Nutriceuticals are no harm or are they?

Yesterday ProfG was talking about lemon verbena today, I want to move the debate onto grapefruit
What has this got to do with nutriceuticals? Well Prof G was saying we don't know what they will do and so we can't advise that people take them.  Whilst we may perceive nutriceuticals do no harm cause they seem harmless....I would argue if they have no side effects as immunomodulators, they are probably at too low a dose to be useful becuase if they were any good they would have sie effects,because you can't have one without the other

You say mushroom food, but what can the humble grapefruit do?

Well it can interact with a number of drugs. There is a suggestion that grapefruit juice can release a number of compounds that are
inhibitors of the cytochrome P450 CYP3A4 enzyme, which can affect the metabolism of a variety of drugs, increasing their bioavailability by blocking their metabolism/breakdown.

When drugs are taken orally, they enter the gut to be absorbed in the small intestine and sometimes, in the stomach. In order for drugs to be absorbed, they must pass through the cells that line the intestine wall before they can enter the liver (hepatic portal) circulation to be distributed in the blood circulation. Drugs are metabolized by drug-specific metabolizing enzymes. Metabolizing enzymes transform these drugs into metabolites. The primary purpose for drug metabolism is to detoxify, inactivate, solubilize and eliminate these drugs. As a result, the amount of the drug in its original form that reaches systemic circulation is reduced due to this first-pass metabolism. Compounds within Grapefruit juice can inhibit these enzymes.

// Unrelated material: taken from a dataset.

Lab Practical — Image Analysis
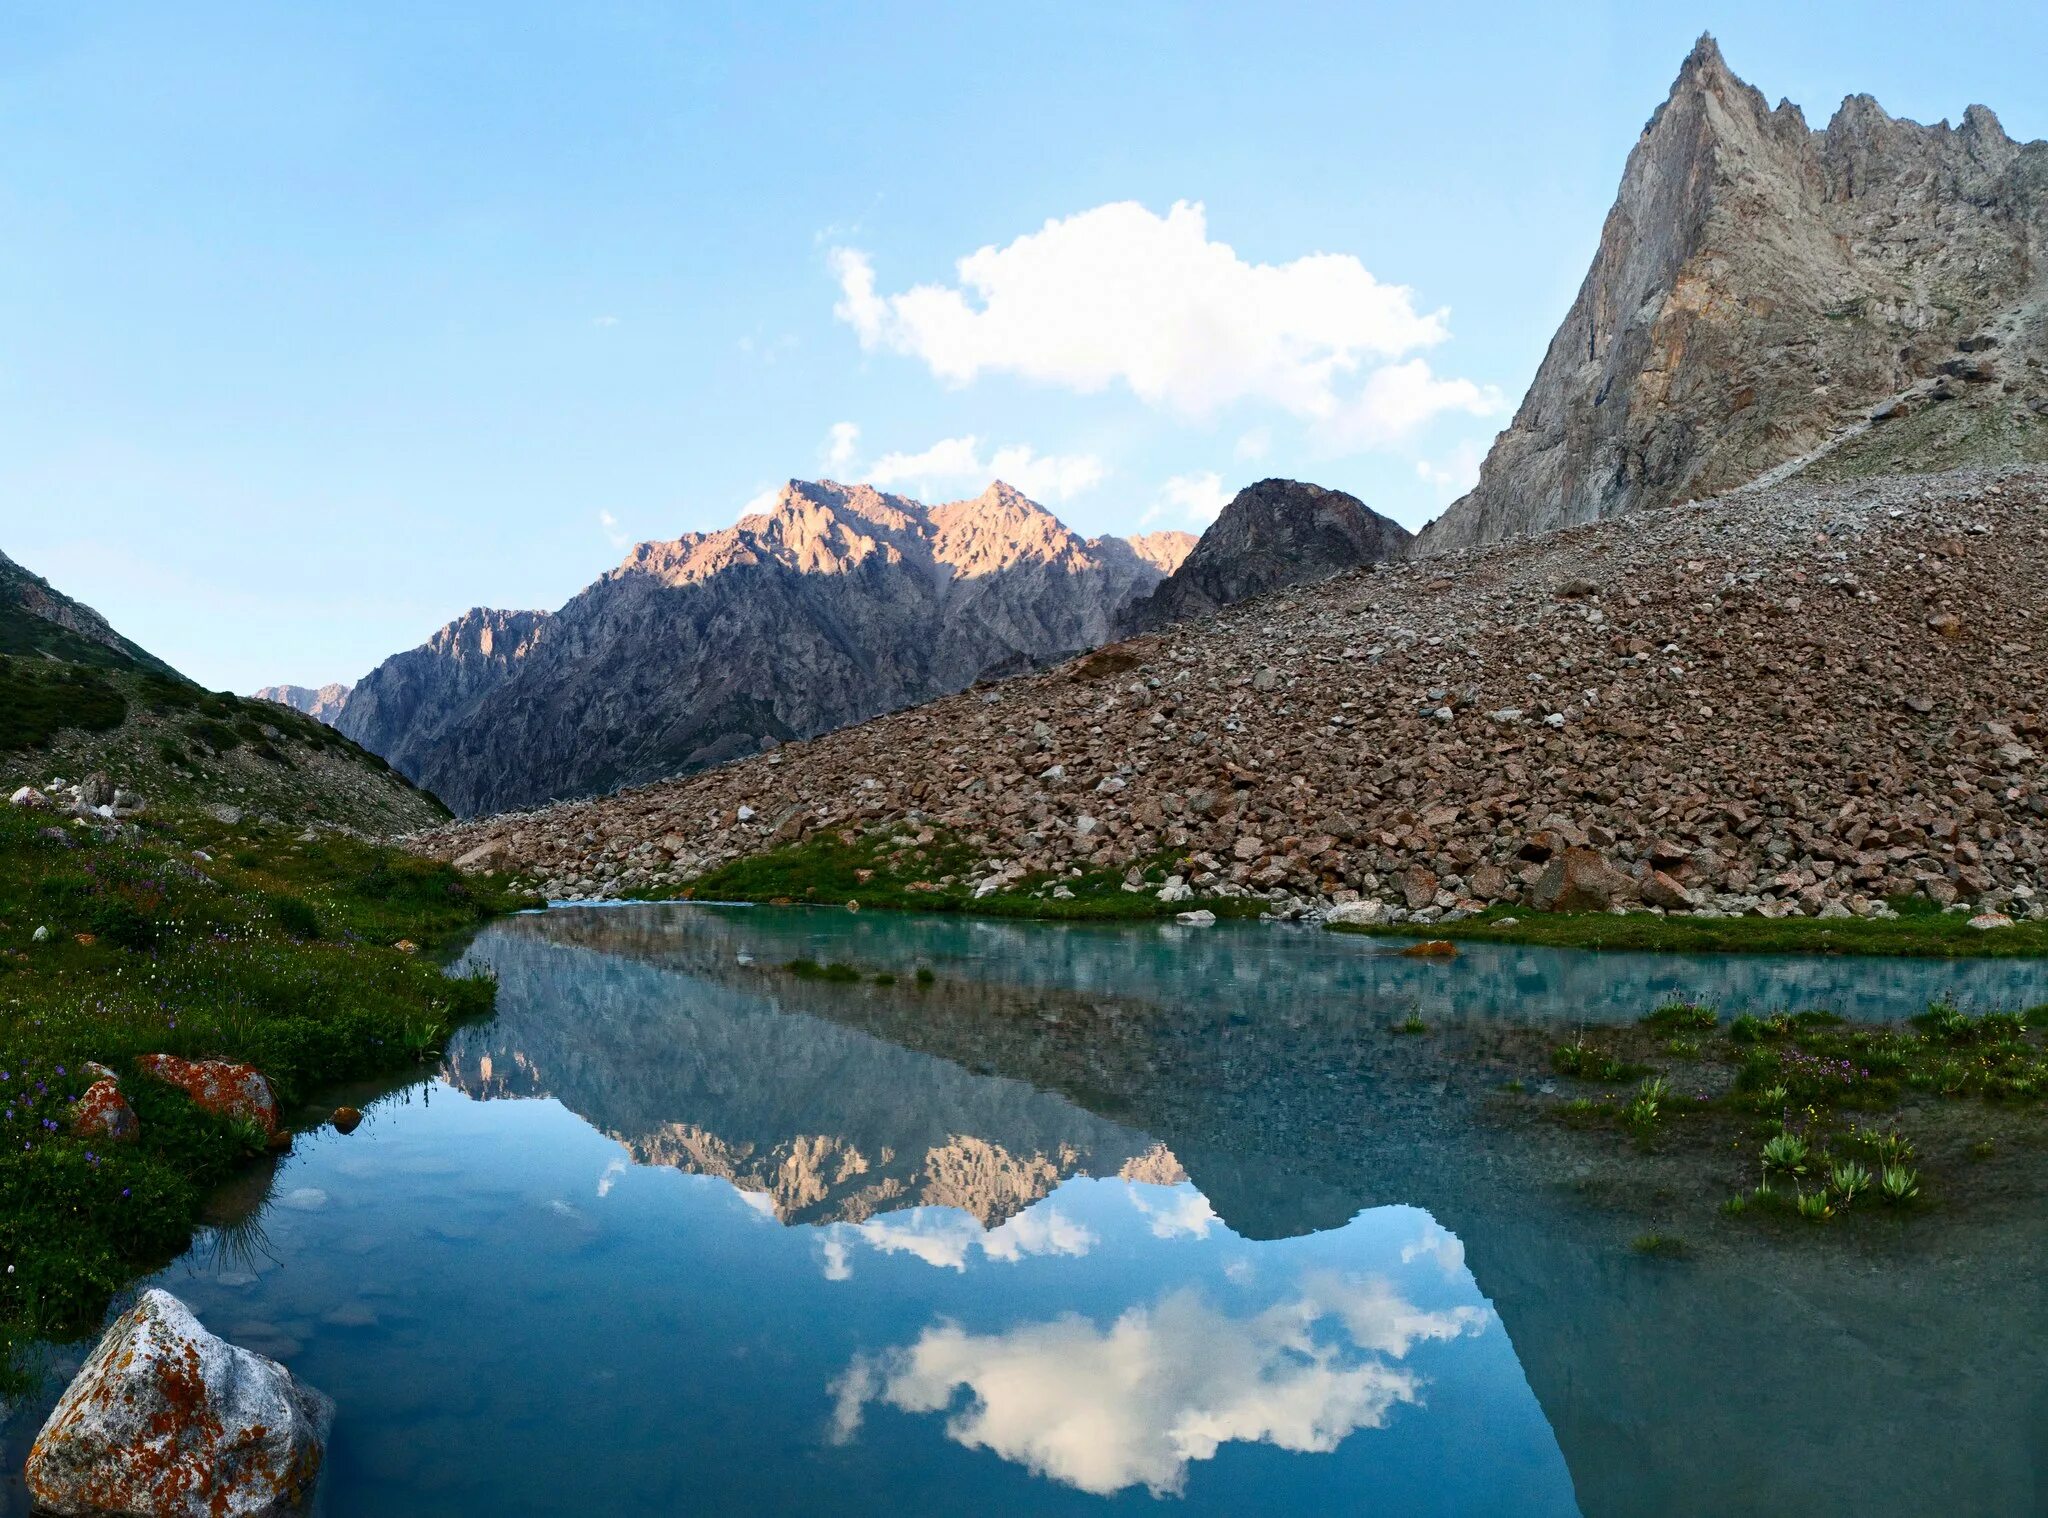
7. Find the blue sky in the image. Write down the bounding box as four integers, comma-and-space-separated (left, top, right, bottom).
4, 1, 2043, 691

So by eating grapefruit your therapeutic drug may become dangerous.

A number of pharmaceutical drugs can induce these enzymes such that they can make the contraceptive pill useless. Carbamazepine is an anti-epilepsy drug and you have to slowly give more and more of it  because it induces enzymes which break the drug down. Eventually you saturate the system to the drug becomes consistently active.

This is in part why we are using Oxcarbazepine in the PROXIMUS trial, as it is less likely to be broken down than some of the other sodium channel blockers. 

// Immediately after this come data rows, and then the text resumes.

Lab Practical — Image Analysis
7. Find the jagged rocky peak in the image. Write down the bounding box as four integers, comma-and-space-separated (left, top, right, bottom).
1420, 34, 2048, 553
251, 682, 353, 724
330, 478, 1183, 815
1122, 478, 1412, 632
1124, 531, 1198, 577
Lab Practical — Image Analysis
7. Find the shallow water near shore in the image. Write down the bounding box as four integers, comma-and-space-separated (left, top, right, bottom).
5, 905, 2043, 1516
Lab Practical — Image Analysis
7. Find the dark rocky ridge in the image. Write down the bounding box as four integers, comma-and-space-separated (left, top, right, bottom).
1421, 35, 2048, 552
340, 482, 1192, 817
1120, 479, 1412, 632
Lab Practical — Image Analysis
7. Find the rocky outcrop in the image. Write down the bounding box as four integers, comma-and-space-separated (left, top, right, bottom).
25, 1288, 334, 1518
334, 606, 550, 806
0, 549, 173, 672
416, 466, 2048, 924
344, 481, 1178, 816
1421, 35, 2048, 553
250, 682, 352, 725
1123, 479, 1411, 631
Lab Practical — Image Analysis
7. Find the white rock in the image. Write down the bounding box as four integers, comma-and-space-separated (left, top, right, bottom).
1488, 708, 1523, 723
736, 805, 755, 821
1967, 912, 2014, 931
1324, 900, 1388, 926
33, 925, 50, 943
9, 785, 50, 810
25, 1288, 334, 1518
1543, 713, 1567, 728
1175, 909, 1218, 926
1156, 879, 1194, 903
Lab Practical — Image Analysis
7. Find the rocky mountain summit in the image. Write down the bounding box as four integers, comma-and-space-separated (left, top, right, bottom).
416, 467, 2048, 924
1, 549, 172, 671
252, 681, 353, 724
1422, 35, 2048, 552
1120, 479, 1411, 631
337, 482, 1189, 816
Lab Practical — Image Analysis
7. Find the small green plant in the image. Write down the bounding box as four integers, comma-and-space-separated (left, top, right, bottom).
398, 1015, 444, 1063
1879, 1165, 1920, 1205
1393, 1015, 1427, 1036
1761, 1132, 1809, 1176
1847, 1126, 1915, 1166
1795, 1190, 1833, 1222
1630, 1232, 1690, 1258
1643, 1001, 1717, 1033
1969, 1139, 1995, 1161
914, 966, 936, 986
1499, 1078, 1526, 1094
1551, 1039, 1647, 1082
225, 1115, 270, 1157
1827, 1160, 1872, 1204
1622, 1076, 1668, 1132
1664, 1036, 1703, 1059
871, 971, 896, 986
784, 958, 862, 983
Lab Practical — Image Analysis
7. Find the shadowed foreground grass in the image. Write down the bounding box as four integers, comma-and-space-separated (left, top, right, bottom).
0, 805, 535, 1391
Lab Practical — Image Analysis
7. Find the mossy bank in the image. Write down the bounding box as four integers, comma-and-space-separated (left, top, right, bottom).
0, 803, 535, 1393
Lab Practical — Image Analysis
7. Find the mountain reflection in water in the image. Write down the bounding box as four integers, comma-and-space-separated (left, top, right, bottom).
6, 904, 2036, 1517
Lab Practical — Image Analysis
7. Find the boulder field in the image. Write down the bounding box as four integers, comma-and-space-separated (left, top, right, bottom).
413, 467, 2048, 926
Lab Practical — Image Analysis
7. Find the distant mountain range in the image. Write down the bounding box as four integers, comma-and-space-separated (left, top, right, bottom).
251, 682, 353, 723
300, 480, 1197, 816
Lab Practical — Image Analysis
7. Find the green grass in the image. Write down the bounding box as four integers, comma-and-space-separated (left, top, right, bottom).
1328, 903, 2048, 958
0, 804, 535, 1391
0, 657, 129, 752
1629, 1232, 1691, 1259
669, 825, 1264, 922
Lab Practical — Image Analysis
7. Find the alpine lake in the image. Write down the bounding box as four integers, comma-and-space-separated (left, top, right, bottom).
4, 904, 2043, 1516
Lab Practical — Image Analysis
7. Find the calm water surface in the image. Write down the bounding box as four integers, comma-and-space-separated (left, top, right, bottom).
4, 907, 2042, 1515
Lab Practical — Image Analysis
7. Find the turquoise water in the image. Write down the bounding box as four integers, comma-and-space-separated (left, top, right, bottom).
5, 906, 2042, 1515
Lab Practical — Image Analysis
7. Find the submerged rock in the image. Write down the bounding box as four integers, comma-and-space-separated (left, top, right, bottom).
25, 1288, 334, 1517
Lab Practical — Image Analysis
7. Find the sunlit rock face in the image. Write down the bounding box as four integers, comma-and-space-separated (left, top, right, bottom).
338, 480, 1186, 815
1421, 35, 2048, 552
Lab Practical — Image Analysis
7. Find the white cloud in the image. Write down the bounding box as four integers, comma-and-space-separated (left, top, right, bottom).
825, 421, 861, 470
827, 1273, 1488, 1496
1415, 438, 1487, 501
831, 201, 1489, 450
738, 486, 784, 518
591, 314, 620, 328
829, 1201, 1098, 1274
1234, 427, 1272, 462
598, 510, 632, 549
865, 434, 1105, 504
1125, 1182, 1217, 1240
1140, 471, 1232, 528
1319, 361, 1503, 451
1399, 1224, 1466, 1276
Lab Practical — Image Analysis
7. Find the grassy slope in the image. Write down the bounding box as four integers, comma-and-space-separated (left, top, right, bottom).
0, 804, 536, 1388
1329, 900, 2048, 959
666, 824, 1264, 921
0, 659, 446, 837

Are you considering entering the clinical trial if not why not? or are you waiting until the results of the optic neuritis phenytonin study are known to see if it stops nerve loss like the animal studies suggest it will. 

I can say in the beasties Oxcarbazepine was much more active than phenytonin, but that phenytoin was used because it does not cause its own breakdown like say carbamazepine. The trial is finished and the results are being analysed and maybe ready for presentation in a couple of months...Fingers crossed.

The question with all nutriceuticals is how much grapefruit do you need to target the biology, you are interested in? 

This is why ProfG is not going to say take Lemon verbena, because without the extra knowledge it can be bad advice.